Among the proposed changes is a revision to rules governing indirect auto lending. Current regulations limit how much a federally insured credit union can invest in loans serviced by a third party, capping purchases at 50% of net worth before allowing an increase after a period of experience. The proposal would remove those caps, giving credit unions greater flexibility to align investment levels with their size, complexity and risk tolerance. 

Relocation Taking Place

Winston also highlighted plans to relocate certain guidance—such as appendices related to safeguarding member information and disaster response—out of formal regulations and into separate agency communications, such as letters to credit unions. While the expectations would remain, she said, the change is intended to reduce confusion over what constitutes binding requirements.

In addition to deregulation efforts, Winston pointed to a separate executive order aimed at expanding access to mortgage credit. That directive calls on federal financial regulators to ease compliance burdens tied to laws such as the Home Mortgage Disclosure Act, with a focus on helping smaller lenders, including credit unions, compete more effectively in the mortgage market.

The order reflects concerns that regulatory requirements stemming from laws such as Dodd-Frank Act and the Truth in Lending Act have disproportionately affected community-based institutions.

Much Remains Unknown

A related executive order targeting barriers to affordable housing construction focuses primarily on reducing environmental and infrastructure-related regulations that can increase costs and delay development, Winston said.

Overall, she said, the administration’s approach signals a shift toward reducing compliance burdens, though the ultimate impact on credit unions will depend on how far regulators go beyond the initial round of changes.

The CFPB & Reg B

A recent rulemaking tied to a White House executive order could significantly reshape fair lending standards under Regulation B, shifting enforcement toward intent-based discrimination and away from outcomes, Amanda Smith told the meeting

The resulting proposal—expected to take effect July 21 but likely to face delays and possible litigation—drew approximately 64,500 public comments, an unusually high level of feedback for a rulemaking of its kind, Smith said.

At the center of the changes is the elimination of the “disparate impact” standard, which previously allowed enforcement actions when a neutral policy disproportionately affected a protected class. Under the new rule, Smith said, that concept is removed entirely, and the bureau has explicitly stated that the Equal Credit Opportunity Act does not recognize an “effects test.”

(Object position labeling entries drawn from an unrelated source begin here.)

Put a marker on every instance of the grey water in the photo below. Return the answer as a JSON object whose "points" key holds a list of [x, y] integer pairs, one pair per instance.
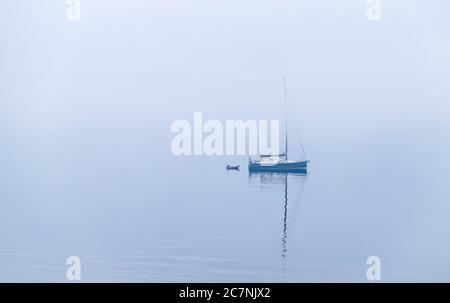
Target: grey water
{"points": [[103, 185], [85, 162]]}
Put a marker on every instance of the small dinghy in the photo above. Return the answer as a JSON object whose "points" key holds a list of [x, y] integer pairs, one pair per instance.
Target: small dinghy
{"points": [[230, 167]]}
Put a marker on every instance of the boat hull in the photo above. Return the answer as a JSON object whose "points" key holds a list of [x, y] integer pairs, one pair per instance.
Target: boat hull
{"points": [[298, 166]]}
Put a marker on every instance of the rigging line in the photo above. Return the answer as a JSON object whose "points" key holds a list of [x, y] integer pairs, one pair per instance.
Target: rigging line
{"points": [[301, 144]]}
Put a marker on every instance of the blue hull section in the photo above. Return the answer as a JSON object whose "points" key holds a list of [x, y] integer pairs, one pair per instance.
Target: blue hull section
{"points": [[299, 167]]}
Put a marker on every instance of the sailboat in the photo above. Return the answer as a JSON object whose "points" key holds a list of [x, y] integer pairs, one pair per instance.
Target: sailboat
{"points": [[280, 162]]}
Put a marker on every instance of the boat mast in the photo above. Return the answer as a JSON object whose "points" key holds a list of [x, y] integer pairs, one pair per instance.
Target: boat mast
{"points": [[285, 115]]}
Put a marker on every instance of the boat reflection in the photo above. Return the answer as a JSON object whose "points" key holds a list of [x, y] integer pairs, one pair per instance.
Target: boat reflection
{"points": [[273, 181]]}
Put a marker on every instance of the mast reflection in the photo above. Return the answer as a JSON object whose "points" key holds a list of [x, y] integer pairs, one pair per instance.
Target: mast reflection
{"points": [[280, 182]]}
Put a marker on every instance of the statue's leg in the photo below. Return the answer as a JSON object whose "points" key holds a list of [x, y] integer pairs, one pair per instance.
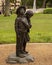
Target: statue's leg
{"points": [[24, 46]]}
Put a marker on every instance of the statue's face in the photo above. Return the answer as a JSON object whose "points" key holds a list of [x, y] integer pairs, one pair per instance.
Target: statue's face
{"points": [[22, 11]]}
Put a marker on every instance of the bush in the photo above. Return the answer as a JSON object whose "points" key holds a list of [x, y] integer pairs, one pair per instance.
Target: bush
{"points": [[48, 11]]}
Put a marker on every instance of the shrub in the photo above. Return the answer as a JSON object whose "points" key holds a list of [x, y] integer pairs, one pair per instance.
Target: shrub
{"points": [[48, 11]]}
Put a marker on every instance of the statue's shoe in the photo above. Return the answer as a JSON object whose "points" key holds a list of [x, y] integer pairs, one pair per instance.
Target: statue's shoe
{"points": [[21, 55], [24, 52]]}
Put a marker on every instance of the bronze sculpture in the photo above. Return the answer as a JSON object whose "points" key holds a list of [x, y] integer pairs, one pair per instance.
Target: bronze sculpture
{"points": [[22, 27]]}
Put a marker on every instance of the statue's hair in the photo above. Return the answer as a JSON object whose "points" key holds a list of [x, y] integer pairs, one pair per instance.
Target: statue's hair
{"points": [[29, 12], [18, 9]]}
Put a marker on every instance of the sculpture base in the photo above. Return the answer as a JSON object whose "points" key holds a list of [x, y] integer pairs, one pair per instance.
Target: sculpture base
{"points": [[13, 59]]}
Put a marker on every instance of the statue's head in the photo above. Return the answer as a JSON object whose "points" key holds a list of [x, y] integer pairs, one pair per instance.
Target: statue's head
{"points": [[29, 14], [21, 10]]}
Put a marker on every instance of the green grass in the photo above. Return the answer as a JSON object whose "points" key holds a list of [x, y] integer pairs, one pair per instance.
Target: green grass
{"points": [[41, 30]]}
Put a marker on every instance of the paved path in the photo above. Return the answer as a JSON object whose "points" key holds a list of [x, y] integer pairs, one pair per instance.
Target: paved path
{"points": [[41, 52]]}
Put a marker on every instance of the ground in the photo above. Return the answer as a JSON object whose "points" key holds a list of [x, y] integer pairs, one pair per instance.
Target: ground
{"points": [[41, 52]]}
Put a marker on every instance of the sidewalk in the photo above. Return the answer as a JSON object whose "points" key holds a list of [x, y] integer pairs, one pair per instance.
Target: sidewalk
{"points": [[41, 52]]}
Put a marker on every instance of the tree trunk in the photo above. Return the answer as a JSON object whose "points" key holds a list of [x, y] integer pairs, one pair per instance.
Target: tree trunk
{"points": [[7, 8], [34, 6], [44, 4], [14, 4]]}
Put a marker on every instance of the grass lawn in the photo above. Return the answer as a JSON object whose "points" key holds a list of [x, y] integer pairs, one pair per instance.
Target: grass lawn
{"points": [[41, 30]]}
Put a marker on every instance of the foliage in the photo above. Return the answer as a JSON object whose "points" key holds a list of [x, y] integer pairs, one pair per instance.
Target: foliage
{"points": [[48, 11], [41, 30]]}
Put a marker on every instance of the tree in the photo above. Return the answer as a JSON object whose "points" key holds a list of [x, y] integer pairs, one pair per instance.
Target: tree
{"points": [[7, 8], [44, 3]]}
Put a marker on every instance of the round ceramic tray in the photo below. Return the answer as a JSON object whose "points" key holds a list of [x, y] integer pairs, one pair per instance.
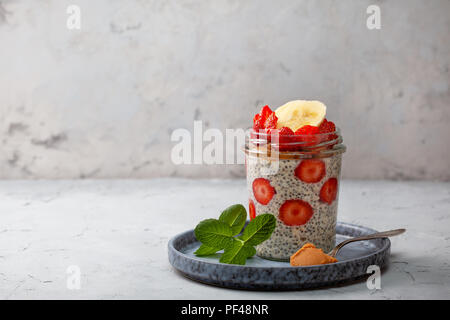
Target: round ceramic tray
{"points": [[261, 274]]}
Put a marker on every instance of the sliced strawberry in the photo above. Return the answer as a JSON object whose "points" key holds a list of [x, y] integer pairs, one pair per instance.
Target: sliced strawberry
{"points": [[307, 130], [328, 192], [258, 122], [295, 212], [262, 190], [310, 171], [285, 131], [327, 126], [251, 209], [265, 119], [307, 135], [271, 121]]}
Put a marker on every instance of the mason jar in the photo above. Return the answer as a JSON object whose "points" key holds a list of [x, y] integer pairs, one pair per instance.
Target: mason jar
{"points": [[295, 178]]}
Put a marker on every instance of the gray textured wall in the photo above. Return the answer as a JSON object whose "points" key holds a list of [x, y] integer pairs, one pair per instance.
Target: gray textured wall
{"points": [[102, 101]]}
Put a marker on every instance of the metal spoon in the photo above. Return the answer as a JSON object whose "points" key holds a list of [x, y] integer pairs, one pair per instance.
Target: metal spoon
{"points": [[377, 235]]}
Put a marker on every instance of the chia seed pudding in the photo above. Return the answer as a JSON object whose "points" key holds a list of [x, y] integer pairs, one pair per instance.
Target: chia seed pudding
{"points": [[293, 163], [319, 229]]}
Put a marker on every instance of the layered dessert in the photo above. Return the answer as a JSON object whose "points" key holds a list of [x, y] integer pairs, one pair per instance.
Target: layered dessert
{"points": [[293, 159]]}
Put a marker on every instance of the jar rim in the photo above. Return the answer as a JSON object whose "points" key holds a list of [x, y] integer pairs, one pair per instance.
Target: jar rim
{"points": [[263, 144]]}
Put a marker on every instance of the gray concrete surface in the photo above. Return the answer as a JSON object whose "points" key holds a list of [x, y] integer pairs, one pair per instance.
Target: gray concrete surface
{"points": [[102, 101], [116, 233]]}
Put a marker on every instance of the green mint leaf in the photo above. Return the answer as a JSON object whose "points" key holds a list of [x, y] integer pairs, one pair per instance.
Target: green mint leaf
{"points": [[237, 252], [259, 229], [204, 250], [235, 217], [213, 233]]}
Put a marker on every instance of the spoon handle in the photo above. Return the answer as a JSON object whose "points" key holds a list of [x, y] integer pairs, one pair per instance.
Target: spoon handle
{"points": [[377, 235]]}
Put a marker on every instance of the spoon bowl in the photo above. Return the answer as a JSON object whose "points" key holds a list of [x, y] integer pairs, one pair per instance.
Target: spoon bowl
{"points": [[384, 234]]}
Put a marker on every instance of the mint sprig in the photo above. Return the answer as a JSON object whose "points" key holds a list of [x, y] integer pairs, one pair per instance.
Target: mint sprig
{"points": [[221, 234]]}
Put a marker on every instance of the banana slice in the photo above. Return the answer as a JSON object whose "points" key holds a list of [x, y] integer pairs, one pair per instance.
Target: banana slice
{"points": [[298, 113]]}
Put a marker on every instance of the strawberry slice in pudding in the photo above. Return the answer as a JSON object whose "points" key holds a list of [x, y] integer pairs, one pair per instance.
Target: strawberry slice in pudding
{"points": [[310, 171], [328, 192], [263, 191], [295, 212]]}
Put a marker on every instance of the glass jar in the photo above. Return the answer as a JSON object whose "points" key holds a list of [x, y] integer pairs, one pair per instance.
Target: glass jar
{"points": [[295, 178]]}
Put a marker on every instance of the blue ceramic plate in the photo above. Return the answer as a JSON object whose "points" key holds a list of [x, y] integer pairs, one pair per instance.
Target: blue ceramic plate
{"points": [[261, 274]]}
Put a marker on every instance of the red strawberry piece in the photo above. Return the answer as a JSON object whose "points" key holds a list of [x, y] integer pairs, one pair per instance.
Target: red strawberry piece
{"points": [[307, 135], [258, 122], [327, 126], [265, 111], [285, 131], [310, 171], [328, 192], [251, 209], [266, 118], [307, 130], [295, 212], [262, 190], [271, 121]]}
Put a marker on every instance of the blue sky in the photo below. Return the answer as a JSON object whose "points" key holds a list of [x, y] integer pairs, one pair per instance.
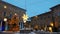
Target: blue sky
{"points": [[34, 7]]}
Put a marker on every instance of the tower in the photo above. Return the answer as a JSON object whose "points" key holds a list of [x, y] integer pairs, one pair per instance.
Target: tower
{"points": [[14, 23]]}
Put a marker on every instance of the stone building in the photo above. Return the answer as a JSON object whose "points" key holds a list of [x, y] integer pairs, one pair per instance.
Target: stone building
{"points": [[44, 20], [8, 10]]}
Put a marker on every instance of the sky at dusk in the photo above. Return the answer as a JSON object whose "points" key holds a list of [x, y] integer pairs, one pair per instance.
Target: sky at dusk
{"points": [[34, 7]]}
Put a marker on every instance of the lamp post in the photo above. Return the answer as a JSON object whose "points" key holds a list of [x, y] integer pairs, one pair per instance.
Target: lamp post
{"points": [[5, 19], [25, 18]]}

Amanda Smith at NACUSO meeting in Orlando.

“That means courts cannot reinterpret the rule to bring disparate impact back in,” Smith said, adding that the framework will remain in place unless rewritten through a future rulemaking.

Narrowing of Prohibition

The rule also narrows the long-standing prohibition on discouraging applicants from seeking credit. Previously, lenders could face enforcement for statements or practices that might dissuade a reasonable person from applying. The revised standard limits liability to spoken or written statements directed at applicants or prospective applicants and tied more directly to credit decisions.

“It’s a shift away from broad interpretations and toward intent,” Smith said.

The changes also raise the liability threshold, requiring that a lender knew or should have known a statement would lead a reasonable person to believe they would be denied credit or receive less favorable terms based on a protected status.

Stricter Requirements

In addition, the rule imposes stricter requirements on special purpose credit programs, which are designed to extend credit to underserved or protected groups. Institutions using prohibited bases to define such programs would now face heightened documentation and evidentiary standards, potentially limiting their use.

Overall, Smith said, the revisions mark a significant pivot in fair lending enforcement.

“This is a move away from judging outcomes and toward focusing strictly on intent,” she said, noting that credit unions should monitor developments.